Forced Spending Analysis
Quantify the non-discretionary nature of spending at each constraint. Hyperscalers building data centers. Utilities upgrading aging grids. Governments funding domestic critical mineral supply chains. Capital that must flow.
Ticker Mapping
Identify publicly traded companies that are primary beneficiaries of forced spending at each bottleneck. We seek companies with durable procurement relationships, limited substitutes, and multi-year backlog visibility.
Conviction Rating
Score each position 1–5 stars based on BTT criteria: bottleneck severity, substitution risk, pricing power durability, and procurement visibility. Position sizes are proportional to conviction scores.
The Green Zone
Apply GZC's proprietary technical system — a confluence of supply and demand levels, Fibonacci 50%/61.8% retracements, key price structure, and trend line analysis — to determine the precise price at which to enter and exit each BTT position. BTT identifies what to own. The Green Zone identifies when to own it.
Cycle Monitoring
Continuously monitor bottleneck status. A position is reduced or exited when the underlying constraint resolves — not on price action alone. The thesis drives the exit, not the trade.
“The result is a concentrated, long-only portfolio built on structural inevitability — not speculation.”
BTT Criticality Scoring Index
Every bottleneck is scored across five weighted factors to determine its severity and the durability of the forced-spend thesis. Position sizing is proportional to the composite score.
CAPITAL ALLOCATION FRAMEWORK
Two Pools. One Framework.
The most durable opportunities emerge at the intersection of structural change and non-discretionary capital expenditure. Technology is reshaping every sector of the global economy. Energy — from uranium and critical minerals to grid infrastructure and renewable power — determines how fast that transformation can occur. Our framework identifies the companies enabling, powering, and connecting this infrastructure cycle.
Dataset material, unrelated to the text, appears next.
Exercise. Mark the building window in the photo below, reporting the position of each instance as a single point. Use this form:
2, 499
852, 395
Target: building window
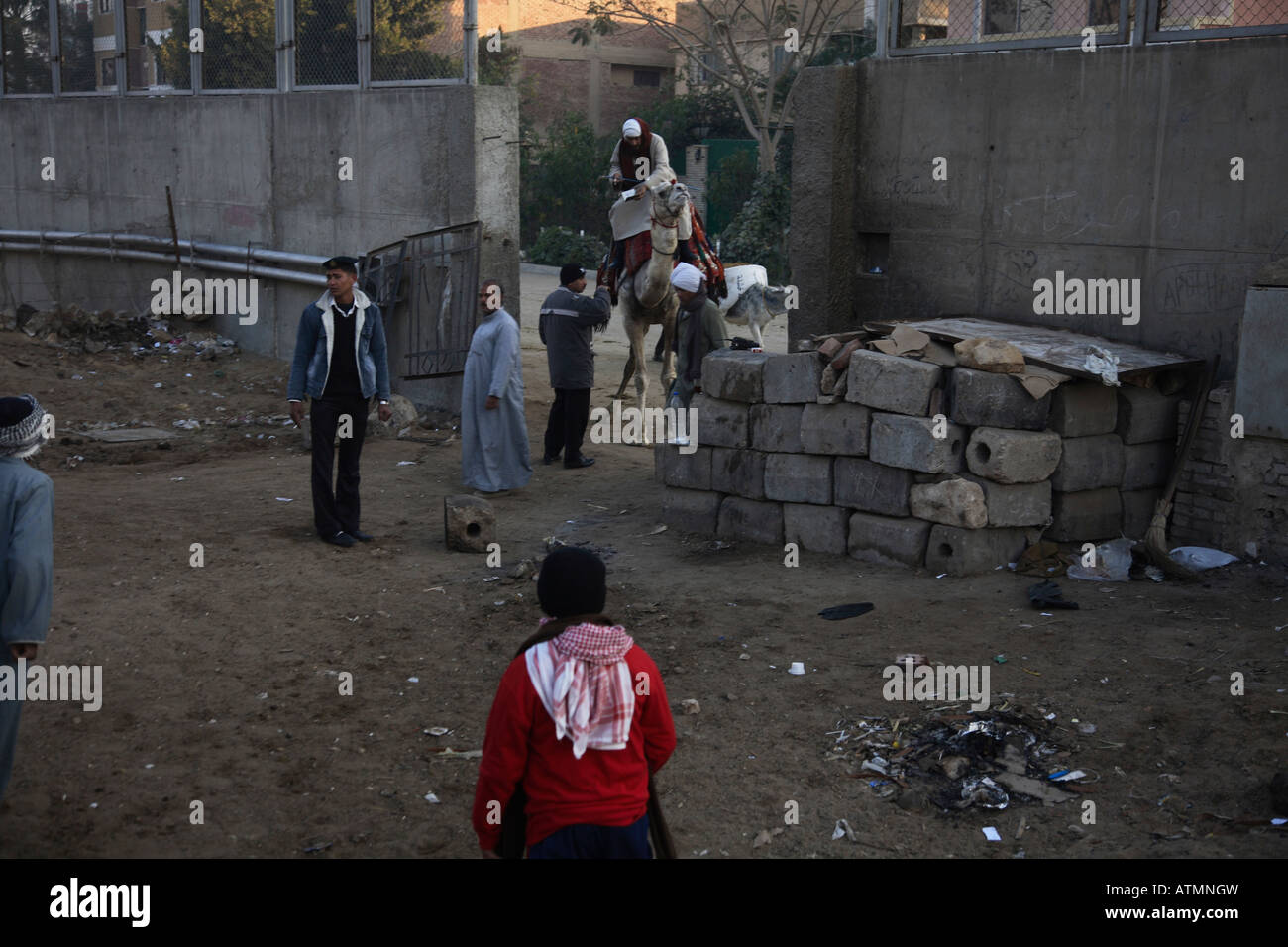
1018, 16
Capital is dynamically weighted between the two pools based on macroeconomic conditions, sector momentum, and BTT framework signals.
Capital allocation between pools is determined by our macroeconomic framework, not fixed percentages. The weighting shifts as conditions evolve.
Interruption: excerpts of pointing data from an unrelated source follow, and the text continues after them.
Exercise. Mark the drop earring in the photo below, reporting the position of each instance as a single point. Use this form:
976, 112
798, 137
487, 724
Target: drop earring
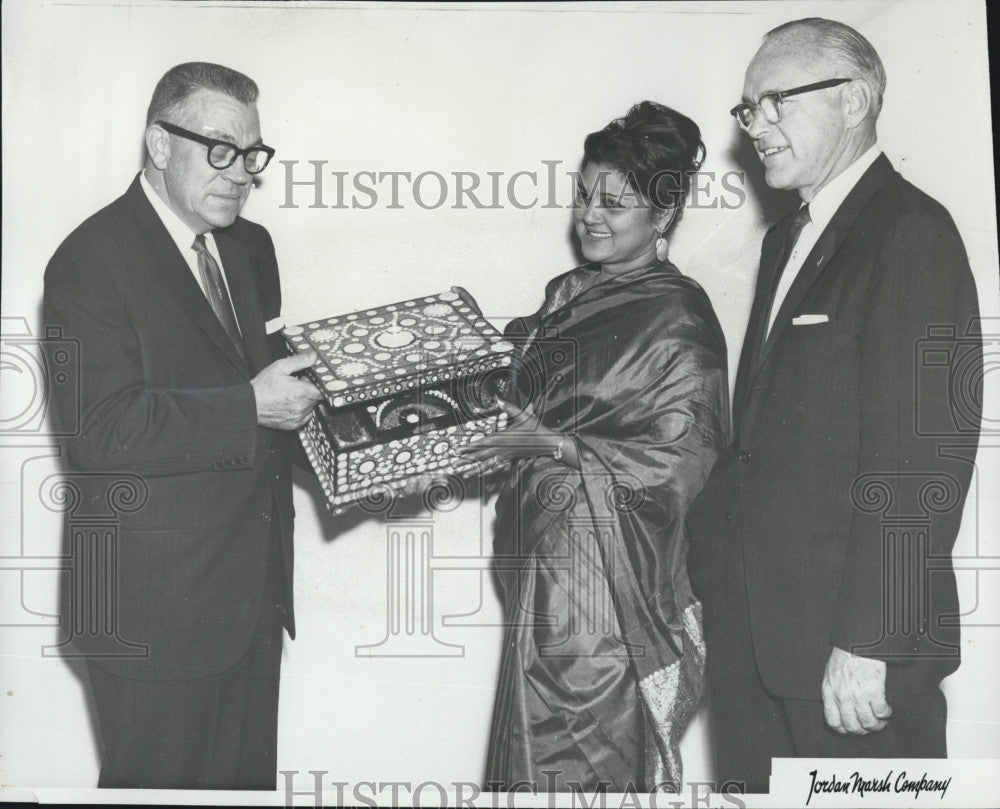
661, 248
Conviction With Precision.
Every position in the portfolio is sized in proportion to the durability of its underlying bottleneck thesis — not its recent momentum or market cap weight. Core positions represent our highest conviction on constraint severity and company moat. Tactical positions provide optionality on emerging bottlenecks where the thesis is still being validated. Position sizing reflects how certain we are that the constraint is real, durable, and structurally owned by a specific company.
Entry discipline is what converts thesis confidence into precise risk management. GZC's Green Zone framework — a confluence of supply and demand levels, Fibonacci 50% and 61.8% retracements, key price structure, and trend line analysis — determines the exact price at which to enter and exit each BTT position. BTT identifies what to own. The Green Zone identifies when to own it. Even a structurally excellent business bought at the wrong price is still a poor trade. We do not build positions at points of maximum risk.
Risk management at GZC is structural, not reactive. We do not use stop-losses as a primary risk tool. Instead, we manage risk at the portfolio construction level — through concentration limits, pool-level weighting discipline, and continuous thesis monitoring. A position is reduced or exited when the bottleneck thesis is impaired, not when price declines.
“I look at markets on two levels simultaneously — the surface narrative that everyone is trading, and the structural reality underneath it. My edge is identifying where capital is being forced to flow by necessity, not discretion. I built BTT to do that systematically. The Green Zone tells me exactly when to enter and exit. I know what to own and when to own it. I stay ahead of consensus because I'm reading the actual signals.”